Ces deux affaires, bien que distinctes, s’inscrivent dans une même continuité historique. Depuis l’indépendance, l’économie algérienne repose sur un modèle centralisé où l’accès à la ressource — devises, autorisations, marchés publics — dépend d’une bureaucratie lourde et souvent opaque. Ce système, conçu pour protéger l’économie nationale, a paradoxalement favorisé l’émergence de réseaux capables de contourner les règles qu’il impose. La rareté organisée, les licences d’importation, les monopoles publics et l’absence de transparence ont créé un environnement où la fraude n’est pas un accident, mais une conséquence logique des structures en place.
Les grandes affaires de corruption des années 2000, qu’il s’agisse de Sonatrach, de l’autoroute Est‑Ouest ou des importations stratégiques, ont montré que la fraude n’était pas marginale mais systémique. Les montages financiers, les surfacturations massives et les transferts occultes de capitaux ont prospéré sur les failles d’un système où la rente pétrolière a longtemps servi de carburant à des pratiques prédatrices. Les réseaux démantelés aujourd’hui ne sont que les héritiers d’un écosystème qui s’est adapté aux réformes successives, aux nouvelles réglementations et aux dispositifs de contrôle renforcés.
Les arrestations annoncées cette semaine témoignent d’une volonté de réagir, mais elles soulignent aussi l’ampleur du défi. Chaque opération de démantèlement révèle non seulement des individus, mais des méthodes, des complicités et des circuits qui se renouvellent sans cesse. La lutte contre la fraude ne peut se limiter à des interventions ponctuelles : elle suppose une transformation profonde des mécanismes économiques, une transparence accrue dans les flux financiers et une rupture avec la culture de l’opacité qui a longtemps structuré les relations entre l’État, les entreprises et les intermédiaires.

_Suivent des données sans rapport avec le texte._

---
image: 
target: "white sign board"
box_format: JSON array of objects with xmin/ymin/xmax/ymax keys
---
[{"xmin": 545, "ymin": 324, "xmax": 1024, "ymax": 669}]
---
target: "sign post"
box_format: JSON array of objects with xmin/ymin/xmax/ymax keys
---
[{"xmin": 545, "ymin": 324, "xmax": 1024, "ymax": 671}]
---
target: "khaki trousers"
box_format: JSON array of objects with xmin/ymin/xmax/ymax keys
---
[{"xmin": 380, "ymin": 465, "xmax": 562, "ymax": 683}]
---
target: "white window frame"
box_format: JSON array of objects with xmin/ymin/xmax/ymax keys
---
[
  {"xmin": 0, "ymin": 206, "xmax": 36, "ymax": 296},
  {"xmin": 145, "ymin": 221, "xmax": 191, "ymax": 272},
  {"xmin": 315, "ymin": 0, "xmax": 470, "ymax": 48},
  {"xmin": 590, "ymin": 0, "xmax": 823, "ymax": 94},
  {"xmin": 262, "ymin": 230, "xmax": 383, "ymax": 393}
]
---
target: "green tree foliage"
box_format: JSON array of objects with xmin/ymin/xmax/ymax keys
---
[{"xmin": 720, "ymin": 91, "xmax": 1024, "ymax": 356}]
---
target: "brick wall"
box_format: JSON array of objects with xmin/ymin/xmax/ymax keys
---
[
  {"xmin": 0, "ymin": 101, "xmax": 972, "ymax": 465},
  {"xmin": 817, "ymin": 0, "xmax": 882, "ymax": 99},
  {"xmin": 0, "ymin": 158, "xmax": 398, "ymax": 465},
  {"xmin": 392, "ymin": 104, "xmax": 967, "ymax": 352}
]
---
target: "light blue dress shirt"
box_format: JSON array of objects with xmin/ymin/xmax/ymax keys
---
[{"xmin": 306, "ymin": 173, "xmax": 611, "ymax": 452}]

Plus de soixante ans après l’indépendance, l’Algérie continue de payer le prix d’un modèle où la rente a façonné les comportements et où la fraude s’est installée comme une stratégie de survie autant qu’un instrument d’enrichissement. Les affaires de cette semaine rappellent que la question n’est pas seulement de sanctionner des réseaux, mais de comprendre pourquoi ils renaissent. Tant que les conditions structurelles qui les nourrissent perdureront, la lutte contre la fraude restera un combat permanent, toujours recommencé.